You may wonder why I specifically pointed out that Rousseau’s downhill-counter move is exclusive to interior linemen. That is because Rousseau doesn’t have the elite first-step to beat offensive tackles to the edge. With more ground to cover and typically more length than their interior teammates, tackles can stay on top of Rousseau’s speed rushes and get inside his long reach.

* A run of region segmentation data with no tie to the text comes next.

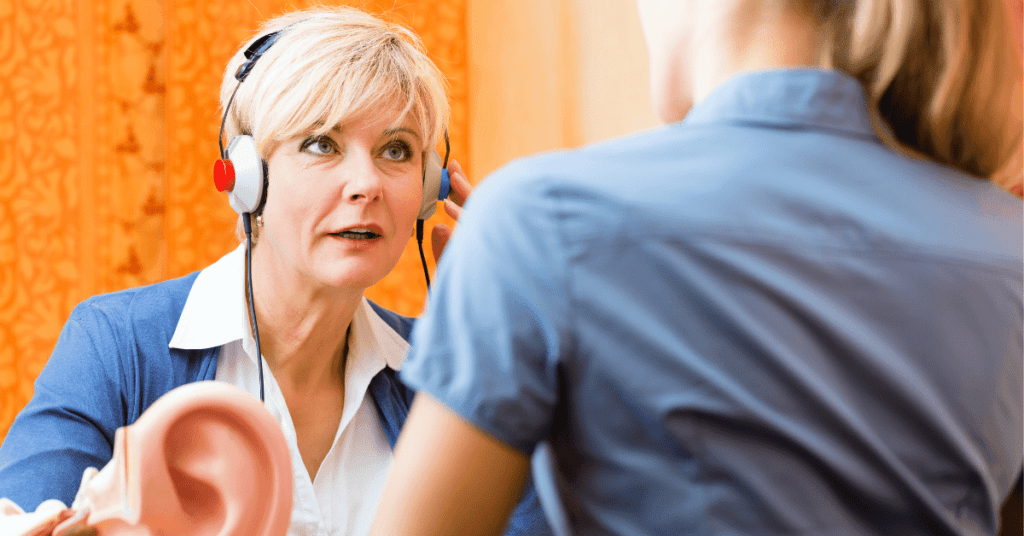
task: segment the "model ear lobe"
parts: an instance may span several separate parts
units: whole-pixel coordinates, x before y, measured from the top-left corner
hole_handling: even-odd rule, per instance
[[[288,445],[266,408],[238,387],[206,381],[168,393],[118,430],[114,454],[83,502],[100,536],[288,532]]]

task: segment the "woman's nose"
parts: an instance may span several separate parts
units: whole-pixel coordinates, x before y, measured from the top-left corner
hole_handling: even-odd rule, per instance
[[[351,201],[379,201],[383,193],[384,177],[377,168],[373,155],[367,151],[353,151],[342,166],[343,195]]]

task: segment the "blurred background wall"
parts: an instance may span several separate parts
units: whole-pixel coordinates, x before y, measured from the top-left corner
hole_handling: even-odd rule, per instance
[[[238,245],[211,178],[221,73],[261,22],[312,3],[0,0],[0,440],[78,302]],[[423,38],[451,82],[453,158],[474,182],[655,123],[632,0],[316,3]],[[416,315],[425,291],[411,242],[368,294]]]

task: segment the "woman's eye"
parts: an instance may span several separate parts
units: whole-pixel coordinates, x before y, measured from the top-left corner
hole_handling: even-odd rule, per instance
[[[411,155],[409,146],[403,142],[394,142],[384,149],[384,158],[388,160],[403,161]]]
[[[331,155],[335,153],[334,141],[329,137],[311,137],[302,143],[302,150],[314,155]]]

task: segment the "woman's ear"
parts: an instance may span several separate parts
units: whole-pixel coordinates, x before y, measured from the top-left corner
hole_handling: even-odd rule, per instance
[[[291,520],[291,457],[257,399],[191,383],[118,430],[114,459],[82,499],[101,536],[280,536]]]

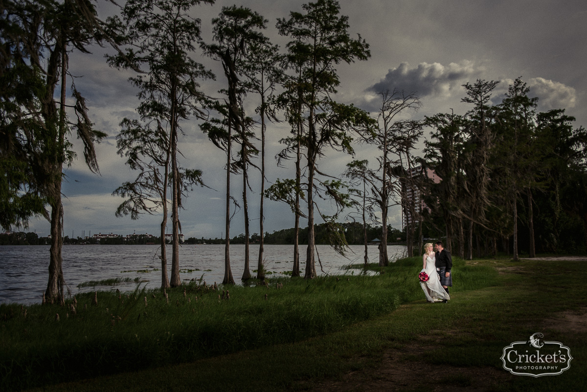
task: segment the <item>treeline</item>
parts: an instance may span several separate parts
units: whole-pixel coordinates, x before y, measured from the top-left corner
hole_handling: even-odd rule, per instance
[[[36,233],[33,232],[25,233],[20,231],[0,234],[0,245],[47,245],[49,242],[48,238],[46,237],[39,238]]]
[[[373,239],[379,239],[381,238],[381,226],[373,225],[370,224],[367,224],[367,242],[370,242]],[[406,241],[405,232],[400,231],[397,229],[393,228],[390,226],[388,227],[388,232],[389,233],[388,239],[390,242],[402,242]],[[328,227],[326,224],[316,225],[315,232],[316,234],[316,245],[331,245],[332,235],[331,229]],[[308,228],[300,229],[299,231],[298,240],[300,245],[308,244]],[[344,237],[345,241],[348,245],[363,245],[365,243],[365,238],[363,235],[363,225],[358,222],[345,222],[340,225],[338,233]],[[250,241],[253,244],[258,244],[260,236],[258,233],[254,233],[251,236]],[[274,231],[272,233],[265,232],[264,236],[265,244],[270,245],[293,245],[295,239],[295,229],[290,228],[288,229],[282,229]],[[192,239],[191,238],[186,240]],[[231,244],[244,244],[246,238],[244,234],[239,234],[231,239]],[[198,240],[201,241],[201,240]],[[215,239],[214,240],[207,239],[205,242],[207,244],[224,244],[224,240],[222,239]]]
[[[427,208],[405,202],[404,213],[468,259],[500,251],[514,260],[521,252],[584,252],[587,131],[564,109],[538,112],[538,97],[521,78],[493,104],[498,83],[467,83],[469,111],[426,119],[433,132],[410,185]],[[424,175],[427,168],[441,181]],[[413,237],[421,228],[408,229]]]
[[[122,119],[116,138],[118,153],[136,177],[114,190],[123,200],[116,214],[133,219],[143,214],[160,216],[162,245],[171,224],[170,276],[167,250],[161,246],[163,288],[181,284],[182,203],[194,188],[205,185],[202,171],[183,159],[179,149],[187,132],[184,126],[192,129],[194,124],[210,139],[209,146],[226,155],[224,284],[235,282],[231,241],[245,245],[242,279],[250,279],[254,268],[251,264],[255,261],[249,259],[251,242],[259,247],[257,277],[264,278],[266,236],[272,243],[293,243],[292,276],[302,275],[300,259],[305,257],[303,275],[310,279],[316,276],[316,244],[341,249],[362,239],[390,242],[396,234],[387,219],[389,209],[399,205],[410,222],[405,238],[410,255],[412,244],[420,245],[424,236],[446,237],[454,253],[464,256],[466,251],[469,258],[482,244],[495,252],[512,237],[517,258],[518,221],[528,227],[530,243],[544,249],[579,244],[565,242],[565,229],[578,228],[578,219],[584,224],[587,216],[582,201],[587,183],[585,131],[573,128],[574,119],[564,109],[535,113],[537,98],[528,97],[519,79],[496,105],[491,103],[497,82],[466,83],[463,101],[471,109],[461,115],[407,120],[423,104],[414,94],[400,90],[375,92],[380,106],[377,113],[367,113],[335,100],[341,83],[339,65],[371,56],[369,44],[349,32],[349,18],[340,14],[338,2],[316,0],[278,19],[276,33],[288,41],[283,48],[266,35],[269,21],[237,5],[218,10],[208,26],[212,38],[205,42],[201,21],[190,16],[203,3],[214,1],[127,0],[119,14],[106,21],[98,17],[90,0],[3,3],[0,167],[6,175],[0,177],[0,224],[9,229],[26,227],[35,216],[50,221],[48,299],[63,298],[63,168],[76,157],[73,143],[79,140],[86,164],[99,173],[95,144],[107,136],[90,121],[68,69],[72,51],[87,53],[93,45],[108,46],[108,64],[134,75],[129,82],[137,88],[140,103],[135,116]],[[215,75],[198,63],[202,56],[217,62],[222,74]],[[203,87],[217,77],[220,90]],[[266,187],[266,137],[276,120],[290,129],[287,137],[278,136],[284,147],[278,163],[291,160],[295,170],[272,179]],[[427,127],[434,131],[422,158],[416,155],[416,146]],[[353,161],[344,173],[319,167],[319,161],[332,151],[353,156],[359,144],[371,148],[372,162]],[[419,180],[418,167],[434,170],[442,181]],[[255,192],[258,229],[249,227],[248,208],[249,176],[256,170],[261,178]],[[231,188],[236,176],[238,197]],[[429,210],[416,204],[414,192],[421,193]],[[290,207],[292,231],[255,236],[255,231],[265,232],[265,198]],[[244,234],[232,238],[236,204],[244,212]],[[305,229],[301,219],[307,222]],[[341,223],[347,221],[359,225]],[[380,225],[376,235],[373,222]],[[542,236],[535,237],[535,224],[542,225]],[[432,232],[428,235],[426,225]],[[531,252],[535,247],[529,246]],[[379,263],[386,265],[387,247],[380,252]],[[366,255],[365,259],[366,263]]]

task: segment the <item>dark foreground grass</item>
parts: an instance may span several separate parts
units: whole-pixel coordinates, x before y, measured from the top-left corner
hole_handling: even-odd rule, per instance
[[[284,280],[273,282],[269,288],[234,287],[228,300],[219,299],[218,291],[192,285],[168,291],[168,303],[157,291],[137,290],[120,299],[113,293],[98,293],[97,306],[92,305],[93,295],[83,296],[77,299],[75,315],[70,303],[65,307],[22,309],[3,305],[0,386],[2,390],[16,390],[148,369],[59,388],[303,388],[304,380],[311,383],[313,377],[372,366],[386,348],[417,339],[431,329],[446,330],[457,320],[467,326],[475,317],[485,320],[492,315],[501,326],[502,307],[510,302],[504,302],[502,295],[488,299],[486,292],[480,289],[497,284],[492,266],[457,261],[453,271],[459,285],[451,292],[454,299],[441,312],[440,304],[427,307],[421,303],[423,296],[415,278],[420,262],[419,258],[401,261],[376,276]],[[283,283],[284,288],[277,289],[276,283]],[[467,296],[461,296],[467,290]],[[475,300],[476,295],[483,298]],[[402,307],[393,312],[400,303],[416,300],[409,311]],[[55,315],[60,313],[58,322]],[[364,320],[369,321],[360,322]],[[479,327],[474,327],[475,332],[483,331]],[[495,339],[500,351],[510,342],[506,339],[504,344]],[[486,360],[491,357],[485,352],[473,356],[478,361]],[[236,353],[225,354],[230,353]],[[193,362],[210,357],[213,357]],[[475,363],[471,358],[451,357]],[[184,364],[155,369],[178,363]]]
[[[390,313],[298,342],[51,386],[48,390],[373,391],[386,386],[391,390],[429,391],[430,379],[423,377],[423,369],[432,366],[440,374],[433,381],[437,390],[585,391],[585,330],[569,329],[561,319],[562,313],[585,316],[587,293],[578,278],[584,273],[584,263],[490,261],[461,266],[500,269],[500,284],[467,291],[456,287],[446,305],[427,304],[422,295]],[[537,332],[571,348],[571,368],[561,375],[538,378],[504,370],[500,360],[503,348]],[[390,352],[403,353],[396,366],[411,369],[424,382],[386,380],[387,372],[381,366]],[[343,377],[349,372],[359,380],[351,377],[349,381],[350,376]],[[487,379],[485,373],[494,376]],[[339,388],[345,380],[349,384]]]

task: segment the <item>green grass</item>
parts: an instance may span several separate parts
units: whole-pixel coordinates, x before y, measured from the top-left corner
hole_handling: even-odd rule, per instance
[[[114,286],[123,283],[139,283],[141,281],[140,277],[131,279],[130,278],[112,278],[110,279],[104,279],[100,281],[88,281],[83,282],[77,285],[77,288],[81,289],[83,287],[96,287],[96,286]]]
[[[553,312],[574,309],[585,298],[578,281],[569,279],[582,271],[581,263],[533,262],[535,268],[529,268],[531,263],[525,262],[456,260],[453,273],[458,284],[451,290],[453,299],[446,305],[431,305],[425,303],[416,278],[421,262],[413,258],[383,274],[345,275],[338,281],[336,277],[310,282],[282,278],[268,288],[234,287],[229,289],[230,299],[220,302],[218,292],[195,285],[185,288],[185,299],[183,288],[168,292],[168,305],[156,291],[143,295],[137,290],[131,296],[137,299],[129,298],[126,305],[117,303],[115,296],[98,293],[99,306],[88,305],[82,312],[92,296],[79,298],[76,317],[62,314],[58,322],[55,314],[62,307],[25,307],[25,319],[19,306],[3,305],[2,389],[111,374],[52,389],[303,390],[325,377],[367,371],[379,363],[386,350],[429,344],[431,337],[441,339],[438,355],[414,354],[406,360],[499,369],[505,346],[542,332],[571,347],[576,361],[571,369],[538,381],[505,377],[507,382],[494,389],[521,390],[524,381],[535,389],[542,390],[536,386],[544,383],[556,390],[562,380],[568,390],[579,390],[573,388],[585,359],[585,343],[578,337],[545,331],[541,323]],[[498,276],[496,267],[512,266],[519,271]],[[283,289],[276,288],[277,282]],[[187,298],[191,302],[184,302]],[[398,307],[400,303],[408,305]],[[35,308],[38,314],[33,316]],[[23,332],[25,320],[31,329]],[[31,338],[43,329],[43,336]],[[86,339],[88,333],[96,336]],[[69,357],[74,359],[68,361]],[[58,364],[51,366],[56,359]],[[136,371],[124,373],[129,371]],[[474,379],[456,373],[439,382],[466,388]]]

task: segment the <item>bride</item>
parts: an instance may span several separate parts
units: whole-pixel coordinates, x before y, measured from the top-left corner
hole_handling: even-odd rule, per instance
[[[422,257],[423,264],[422,272],[426,273],[429,279],[426,282],[420,281],[420,285],[421,286],[422,290],[424,290],[424,293],[426,296],[426,301],[428,302],[446,302],[446,300],[450,299],[450,297],[443,288],[442,285],[440,284],[440,278],[436,272],[434,252],[432,250],[432,244],[426,244],[424,245],[424,249],[426,252]]]

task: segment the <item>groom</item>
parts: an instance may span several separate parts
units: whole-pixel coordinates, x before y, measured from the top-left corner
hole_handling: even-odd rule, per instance
[[[448,293],[448,286],[453,286],[453,275],[450,270],[453,268],[453,258],[450,252],[444,249],[442,241],[438,241],[434,245],[436,251],[436,272],[440,276],[440,284],[444,288],[444,291]],[[443,300],[445,303],[448,301]]]

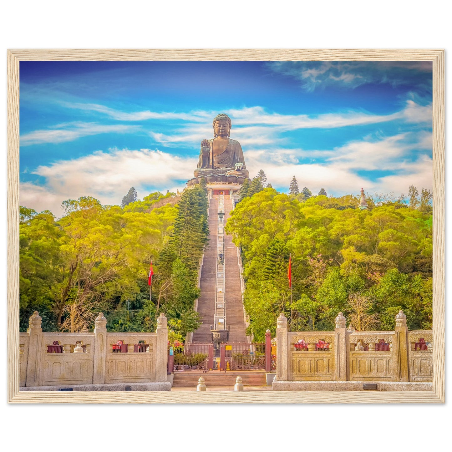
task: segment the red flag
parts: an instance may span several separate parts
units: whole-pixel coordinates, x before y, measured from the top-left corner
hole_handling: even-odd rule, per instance
[[[149,279],[147,280],[148,286],[151,286],[152,283],[152,275],[154,274],[154,270],[152,269],[152,261],[151,261],[151,267],[149,267]]]
[[[292,288],[292,256],[289,256],[289,269],[287,271],[287,277],[289,278],[289,287]]]

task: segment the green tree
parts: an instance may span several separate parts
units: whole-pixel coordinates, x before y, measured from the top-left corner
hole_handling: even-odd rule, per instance
[[[207,193],[199,184],[184,190],[170,240],[178,257],[195,273],[208,240],[207,202]]]
[[[257,177],[260,180],[260,183],[263,187],[264,187],[267,184],[267,176],[264,172],[263,170],[259,170],[259,172],[257,174]]]
[[[284,242],[275,239],[268,245],[263,271],[264,279],[272,279],[277,285],[287,285],[289,251]]]
[[[430,213],[432,212],[433,208],[430,202],[433,198],[433,194],[429,190],[424,188],[422,188],[419,206],[419,210],[421,212],[428,212]]]
[[[134,187],[131,187],[129,188],[129,191],[127,192],[127,194],[122,197],[121,207],[124,207],[130,204],[131,202],[135,202],[137,198],[138,197],[135,188]]]
[[[312,196],[312,192],[307,187],[305,187],[301,190],[301,193],[305,195],[305,198],[306,199]]]
[[[419,205],[419,199],[418,197],[419,196],[419,191],[417,187],[414,185],[410,185],[410,189],[408,190],[408,199],[409,199],[409,205],[411,209],[415,209]]]
[[[289,186],[289,194],[297,195],[300,193],[300,188],[298,188],[298,183],[297,181],[297,178],[295,176],[292,178],[292,180],[290,181],[290,185]]]
[[[259,177],[254,178],[250,184],[250,188],[248,189],[248,196],[252,196],[259,192],[261,192],[264,189],[262,184],[261,182],[260,178]]]
[[[243,184],[242,184],[242,186],[240,188],[240,190],[239,190],[239,199],[242,201],[244,198],[248,197],[250,196],[248,194],[249,190],[250,181],[248,179],[245,179]]]

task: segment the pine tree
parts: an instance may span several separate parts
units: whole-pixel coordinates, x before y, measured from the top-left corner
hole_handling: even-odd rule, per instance
[[[264,190],[264,187],[260,181],[260,178],[255,177],[251,181],[251,183],[250,184],[250,188],[248,190],[248,196],[252,196],[259,192],[261,192]]]
[[[245,179],[245,182],[242,184],[242,186],[239,191],[239,200],[241,201],[244,198],[247,198],[248,191],[250,190],[250,181],[248,179]]]
[[[285,244],[279,239],[270,242],[262,271],[264,279],[278,279],[287,273],[288,260],[289,252]]]
[[[259,170],[259,172],[257,174],[257,177],[260,179],[260,183],[262,184],[262,186],[264,186],[267,183],[267,176],[263,170]]]
[[[127,192],[127,194],[122,197],[121,207],[124,207],[130,204],[131,202],[135,202],[137,199],[138,196],[137,194],[137,190],[135,190],[135,188],[134,187],[131,187]]]
[[[419,205],[419,191],[417,187],[410,185],[408,190],[408,198],[410,199],[410,207],[412,209],[415,209]]]
[[[299,193],[300,188],[298,188],[298,183],[297,181],[297,178],[294,176],[290,181],[290,185],[289,186],[289,194],[297,195]]]
[[[199,259],[208,241],[207,196],[204,188],[197,184],[182,192],[178,203],[169,244],[174,247],[183,263],[193,272],[198,271]]]
[[[433,198],[433,194],[427,188],[422,188],[421,192],[420,205],[419,206],[419,210],[421,212],[427,212],[432,211],[432,207],[430,204],[430,202]]]
[[[305,187],[301,190],[301,193],[305,195],[305,198],[306,199],[312,196],[312,192],[307,187]]]

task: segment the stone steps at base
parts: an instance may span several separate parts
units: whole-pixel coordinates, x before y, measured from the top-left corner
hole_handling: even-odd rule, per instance
[[[267,385],[264,371],[226,371],[226,372],[212,371],[206,372],[196,371],[178,372],[176,371],[174,372],[173,387],[195,387],[200,377],[204,379],[207,387],[209,386],[233,386],[235,384],[235,379],[239,375],[242,377],[242,382],[245,386],[265,386]]]

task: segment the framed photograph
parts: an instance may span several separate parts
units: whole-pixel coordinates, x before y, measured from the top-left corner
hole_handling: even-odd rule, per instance
[[[444,402],[443,50],[8,57],[10,402]]]

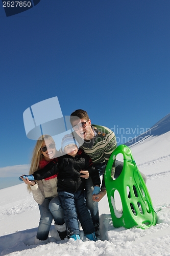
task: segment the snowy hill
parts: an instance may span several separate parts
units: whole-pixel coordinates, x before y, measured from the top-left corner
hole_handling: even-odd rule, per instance
[[[144,230],[114,228],[105,196],[99,203],[103,241],[57,241],[53,224],[50,243],[31,244],[39,210],[25,184],[21,184],[0,190],[0,255],[169,255],[169,114],[153,126],[154,132],[147,139],[143,137],[130,146],[139,170],[147,176],[147,187],[157,213],[155,226]],[[82,231],[81,236],[84,239]]]
[[[145,133],[140,134],[126,143],[128,146],[134,145],[144,140],[151,139],[164,134],[170,131],[170,113],[162,118]]]

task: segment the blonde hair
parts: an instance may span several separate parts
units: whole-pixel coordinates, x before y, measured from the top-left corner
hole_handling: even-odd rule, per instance
[[[41,146],[43,143],[47,139],[51,140],[53,143],[55,144],[53,138],[50,135],[45,134],[38,138],[33,152],[29,175],[33,174],[38,169],[40,161],[43,158],[43,156],[41,152]],[[27,189],[30,192],[31,191],[30,185],[28,185]]]

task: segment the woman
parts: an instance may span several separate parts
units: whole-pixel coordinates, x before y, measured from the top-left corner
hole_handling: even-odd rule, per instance
[[[43,168],[55,158],[57,152],[53,138],[49,135],[42,135],[37,140],[33,151],[29,175]],[[53,219],[60,239],[64,239],[66,230],[63,210],[58,196],[57,175],[39,181],[30,181],[27,178],[23,179],[22,176],[20,178],[28,185],[28,190],[33,193],[34,200],[38,204],[40,213],[35,243],[48,242]]]

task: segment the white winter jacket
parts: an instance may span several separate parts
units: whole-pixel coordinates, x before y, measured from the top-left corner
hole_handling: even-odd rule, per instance
[[[38,204],[42,204],[45,198],[55,197],[57,196],[57,184],[56,177],[48,180],[36,181],[35,185],[30,185],[35,201]]]

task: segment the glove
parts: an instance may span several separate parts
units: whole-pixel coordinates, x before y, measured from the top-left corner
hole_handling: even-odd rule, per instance
[[[95,186],[94,187],[94,190],[92,191],[92,195],[98,195],[101,191],[101,188],[100,187],[96,187]]]
[[[26,179],[26,178],[28,178],[28,179],[29,180],[34,180],[34,177],[33,175],[32,175],[32,174],[31,174],[31,175],[26,175],[26,174],[25,174],[24,175],[22,175],[22,177],[25,179]],[[23,181],[23,180],[20,178],[20,177],[19,177],[19,180],[21,181]]]

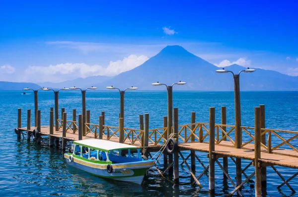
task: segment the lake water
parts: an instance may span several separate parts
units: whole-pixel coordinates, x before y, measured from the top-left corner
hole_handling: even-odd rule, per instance
[[[0,92],[0,192],[2,196],[208,196],[208,178],[200,180],[203,188],[189,184],[190,174],[185,166],[180,166],[180,184],[173,185],[162,179],[152,168],[142,185],[98,178],[68,166],[61,149],[50,148],[48,143],[37,146],[33,141],[16,140],[14,129],[17,126],[17,108],[22,109],[22,126],[26,124],[26,109],[31,108],[34,120],[34,97],[23,95],[22,91]],[[179,124],[190,122],[192,111],[196,112],[196,122],[209,121],[209,107],[216,108],[216,123],[221,122],[221,106],[226,107],[227,124],[234,124],[233,92],[174,92],[173,106],[179,108]],[[97,123],[102,111],[105,112],[105,124],[117,126],[120,110],[119,94],[116,91],[89,91],[86,93],[86,109],[91,111],[91,122]],[[139,128],[139,114],[149,114],[149,128],[162,127],[162,116],[167,115],[166,92],[127,91],[125,93],[125,127]],[[81,111],[81,97],[78,91],[61,91],[59,107],[65,107],[70,120],[72,109]],[[254,107],[265,105],[267,128],[298,131],[298,92],[242,92],[241,120],[243,126],[254,126]],[[50,107],[54,107],[53,92],[39,92],[39,108],[42,125],[48,125]],[[60,109],[60,112],[61,109]],[[297,142],[293,142],[297,145]],[[292,143],[292,144],[293,144]],[[188,152],[184,154],[188,154]],[[207,165],[206,153],[196,152]],[[162,160],[161,160],[162,161]],[[190,161],[190,160],[189,160]],[[161,165],[162,161],[159,164]],[[249,163],[243,160],[242,167]],[[229,160],[230,177],[235,177],[235,165]],[[161,166],[162,167],[162,166]],[[277,167],[287,179],[297,170]],[[268,196],[295,196],[286,186],[276,187],[283,182],[275,172],[267,168]],[[203,168],[197,162],[197,176]],[[254,170],[251,166],[247,174]],[[242,175],[242,179],[244,176]],[[253,178],[254,180],[254,178]],[[290,182],[298,190],[298,178]],[[254,196],[250,183],[244,185],[244,196]],[[223,181],[223,172],[216,165],[216,196],[222,196],[233,190],[229,183]]]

Pure athletes coming from the high school ranks are gifts to college football programs because a coaching staff can mold their development to fit their program and eventually impress as prospects. Rousseau is a defensive line talent who could take one of two routes in his development into an NFL prospect. With his frame and raw strength, Rousseau has two realistic options to the NFL:
- Put on more weight and become either a 3-4 defensive end or 3-technique defensive tackle
- Focus on improving first-step to compete with offensive tackle as a 4-3 edge
As mentioned, Rousseau has up to three years to improve and find his niche as a powerful defensive lineman. That being said, there have been many players who decide to take that development to the NFL and been earmarked as ‘projects’ for potential teams. This player comparison is based on the physical gifts and potential development of Rousseau.
Player Comparison: Arik Armstead
A key piece in the NFC championship-winning defensive line of the San Francisco Niners, Armstead uses a similarly long frame to overwhelm interior linemen in pass-protection. Their shared focal point of overwhelming strength combined with their frames allows them to control the chest of their opposition and drives them into their own backfield.
Armstead has been able to develop a collection of pass-rush moves based on his physical strength, and the same door is open for Rousseau.